Can an hour of strength training a week really make you stronger?
Various studies found weight training to be beneficial for body and mind, including one that suggests it might help protect the brains of older adults from dementia.
But just how often should you lift?
According to a new study, the answer is about an hour a week.
During the two-month study, 42 healthy men and women gained significant muscle mass and strength from two 30-minute sessions of uncomplicated resistance exercises each week, per the Washington Post. The research was published in the journal Medicine & Science in Sports & Exercise.
In each session, participants did nine common upper- and lower-body gym exercises, repeating each move eight to 10 times, until their muscles felt fatigued but not necessarily exhausted.
The routine was meant to be short because so many people blame busy schedules for not lifting, Brad Schoenfeld, a professor of exercise science at Lehman College in the Bronx and the study's senior author, told the Post.
'We were interested in finding the minimum effective dose' of resistance training for most people, he said.
The Centers for Disease Control and Prevention estimates that only about 20% of American adults strength train even a few times a week.
The new study is the latest one to find strength training in short durations has long-term health benefits.
A 2022 meta-analysis published in the British Journal of Sports Medicine found that people who do muscle-strengthening workouts are less likely to die prematurely than those who don't.
According to the study, those who did 30 to 60 minutes a week of strength training had a 10% to 20% lower risk of dying during the research period from all causes, including cancer and heart disease specifically, compared to those who did no weight lifting. The benefits plateaued after one hour, and decreased after two hours.

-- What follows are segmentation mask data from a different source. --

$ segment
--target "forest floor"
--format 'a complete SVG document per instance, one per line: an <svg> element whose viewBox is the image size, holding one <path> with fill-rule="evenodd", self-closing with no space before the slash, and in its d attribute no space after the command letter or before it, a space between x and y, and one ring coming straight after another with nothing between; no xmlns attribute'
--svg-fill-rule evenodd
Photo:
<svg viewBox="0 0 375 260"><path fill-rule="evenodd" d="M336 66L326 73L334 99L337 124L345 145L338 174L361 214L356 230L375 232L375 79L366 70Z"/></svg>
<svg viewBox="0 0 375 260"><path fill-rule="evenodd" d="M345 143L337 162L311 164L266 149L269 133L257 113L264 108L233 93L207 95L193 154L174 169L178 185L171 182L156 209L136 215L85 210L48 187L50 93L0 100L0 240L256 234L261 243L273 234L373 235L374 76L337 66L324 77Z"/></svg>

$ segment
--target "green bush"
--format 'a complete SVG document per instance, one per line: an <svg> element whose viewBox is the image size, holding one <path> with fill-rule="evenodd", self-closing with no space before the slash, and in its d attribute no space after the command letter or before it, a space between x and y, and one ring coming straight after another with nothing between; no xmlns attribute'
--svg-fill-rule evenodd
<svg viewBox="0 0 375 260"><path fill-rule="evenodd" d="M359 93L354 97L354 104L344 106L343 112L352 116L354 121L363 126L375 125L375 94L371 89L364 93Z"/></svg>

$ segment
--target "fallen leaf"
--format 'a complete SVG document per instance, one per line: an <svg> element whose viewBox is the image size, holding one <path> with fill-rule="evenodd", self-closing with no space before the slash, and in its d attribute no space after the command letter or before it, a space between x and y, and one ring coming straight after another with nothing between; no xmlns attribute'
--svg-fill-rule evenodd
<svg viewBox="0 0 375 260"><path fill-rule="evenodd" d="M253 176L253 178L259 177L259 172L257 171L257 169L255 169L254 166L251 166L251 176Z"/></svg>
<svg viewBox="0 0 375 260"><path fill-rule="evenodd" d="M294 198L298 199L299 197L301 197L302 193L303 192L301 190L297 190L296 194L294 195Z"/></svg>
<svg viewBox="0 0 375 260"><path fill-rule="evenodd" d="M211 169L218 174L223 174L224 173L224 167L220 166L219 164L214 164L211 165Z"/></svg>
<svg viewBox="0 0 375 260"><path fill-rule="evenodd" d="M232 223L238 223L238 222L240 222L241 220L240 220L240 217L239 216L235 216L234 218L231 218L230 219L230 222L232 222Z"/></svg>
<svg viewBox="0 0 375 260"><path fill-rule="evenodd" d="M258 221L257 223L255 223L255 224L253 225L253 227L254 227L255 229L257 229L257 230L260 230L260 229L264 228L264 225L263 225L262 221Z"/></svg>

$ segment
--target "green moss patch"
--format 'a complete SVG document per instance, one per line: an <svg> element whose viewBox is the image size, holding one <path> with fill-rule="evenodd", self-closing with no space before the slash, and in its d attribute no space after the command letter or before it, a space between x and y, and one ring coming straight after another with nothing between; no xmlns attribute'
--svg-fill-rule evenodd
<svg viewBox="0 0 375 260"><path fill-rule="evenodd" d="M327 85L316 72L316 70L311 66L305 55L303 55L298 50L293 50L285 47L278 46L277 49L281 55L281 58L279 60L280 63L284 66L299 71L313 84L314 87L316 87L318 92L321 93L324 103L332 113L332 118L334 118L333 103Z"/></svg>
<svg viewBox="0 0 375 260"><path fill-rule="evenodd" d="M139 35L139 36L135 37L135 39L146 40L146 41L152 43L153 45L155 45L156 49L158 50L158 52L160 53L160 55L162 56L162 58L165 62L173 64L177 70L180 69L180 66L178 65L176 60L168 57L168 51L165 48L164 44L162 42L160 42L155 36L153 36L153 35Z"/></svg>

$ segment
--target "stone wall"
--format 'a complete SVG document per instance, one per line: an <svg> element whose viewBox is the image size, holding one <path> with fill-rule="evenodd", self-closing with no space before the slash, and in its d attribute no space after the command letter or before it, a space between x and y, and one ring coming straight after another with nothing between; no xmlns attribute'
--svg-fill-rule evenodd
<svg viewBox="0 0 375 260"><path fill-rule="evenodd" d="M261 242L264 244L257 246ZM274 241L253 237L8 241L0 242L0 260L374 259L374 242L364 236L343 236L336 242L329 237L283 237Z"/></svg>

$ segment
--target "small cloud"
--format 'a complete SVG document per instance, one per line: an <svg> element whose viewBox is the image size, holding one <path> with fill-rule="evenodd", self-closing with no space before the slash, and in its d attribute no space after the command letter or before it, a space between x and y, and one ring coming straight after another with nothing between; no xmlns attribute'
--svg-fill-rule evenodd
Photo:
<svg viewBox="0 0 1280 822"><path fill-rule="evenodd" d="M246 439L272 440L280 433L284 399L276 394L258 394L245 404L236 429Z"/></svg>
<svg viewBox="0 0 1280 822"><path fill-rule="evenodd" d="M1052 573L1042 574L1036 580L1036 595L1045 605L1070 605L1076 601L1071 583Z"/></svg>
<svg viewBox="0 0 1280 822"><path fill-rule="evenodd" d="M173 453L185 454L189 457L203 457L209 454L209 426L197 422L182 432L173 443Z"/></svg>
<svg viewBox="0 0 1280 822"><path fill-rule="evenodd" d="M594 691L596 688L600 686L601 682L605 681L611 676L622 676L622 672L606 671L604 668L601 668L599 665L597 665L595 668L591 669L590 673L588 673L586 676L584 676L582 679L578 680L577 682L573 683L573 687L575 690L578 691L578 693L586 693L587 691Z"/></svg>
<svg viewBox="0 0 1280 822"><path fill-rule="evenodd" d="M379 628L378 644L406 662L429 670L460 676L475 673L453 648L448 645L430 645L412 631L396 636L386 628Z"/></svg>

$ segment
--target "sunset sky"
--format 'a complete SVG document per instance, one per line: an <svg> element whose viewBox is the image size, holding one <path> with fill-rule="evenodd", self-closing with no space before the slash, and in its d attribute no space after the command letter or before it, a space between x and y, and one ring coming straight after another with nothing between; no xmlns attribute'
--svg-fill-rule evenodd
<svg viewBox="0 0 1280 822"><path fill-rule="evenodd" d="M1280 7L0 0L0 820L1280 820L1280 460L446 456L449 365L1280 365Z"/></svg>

U.S. exercise guidelines recommend that adults do strength training for all major muscle groups twice a week, which can be accomplished with a variety of workouts, including weightlifting, exercises like push-ups and sit-ups, and some types of yoga.
The current guidelines don't specify how long strength workouts should be, but more research is needed before revising the guidelines to include time-specific goals, said I-Min Lee, professor of epidemiology at Harvard T.H. Chan School of Public Health.
Lee, who was not involved in the study, said that two 30-minute strength workouts per week would fit the guidelines if all major muscle groups were targeted.
Muscle-strengthening exercises are beneficial because they lead to better physical functioning, she said.
'Such exercises also improve glucose metabolism, enhance maintenance of healthy body weight, and help improve cardiovascular risk factors such as blood pressure,' said Lee, per a Harvard T.H. Chan School of Public Health article. 'All these factors lead to lower risks of cardiovascular disease, cancer and diabetes, which lowers mortality risk.'
A 2025 study published in the journal GeroScience suggests that weight training might help protect the brains of older adults from dementia, including those already showing signs of mild cognitive impairment.
Researchers recruited 44 adults ages 55 or older with a diagnosis of mild cognitive impairment for the study. Participants were divided into two groups. The weight training group did a resistance exercise program with moderate to high intensity sessions twice a week, with progressive loads, meaning weight or sets were increased as participants' muscles strengthened. The control group did not exercise during the study period, per Medical News Today.
The study found that after six months, the weight training group showed improvement in verbal episodic memory and the strength of neurons and areas of the brain associated with Alzheimer's disease. The control group showed signs of worsening brain parameters.
'This is an interesting finding because it suggests that weight training may not only help to increase cognition, but also prevent the development of atrophy in regions related to Alzheimer's disease — potentially delaying progression or even preventing the onset of dementia,' Isadora Ribeiro, a São Paulo Research Foundation doctoral fellowship recipient at the School of Medical Sciences at the State University of Campinas in Brazil, told Medical News Today. Ribeiro is the study's first author.
In the study cited by the Washington Post, researchers invited their volunteers to the gym twice a week, for supervised sessions, where everyone did the same nine exercises:
Front lat pull-down
Seated cable row
Shoulder press
Chest press
Cable triceps pushdown
Supinated dumbbell biceps curl
Smith machine squats
Leg press
Leg extension
The participants completed only one set of each exercise, which, for many, was a substantial reduction in volume. Most had been doing at least two or three sets of every exercise during their workouts, spending hours in the gym every week. Now they finished in 30 minutes, per the Post.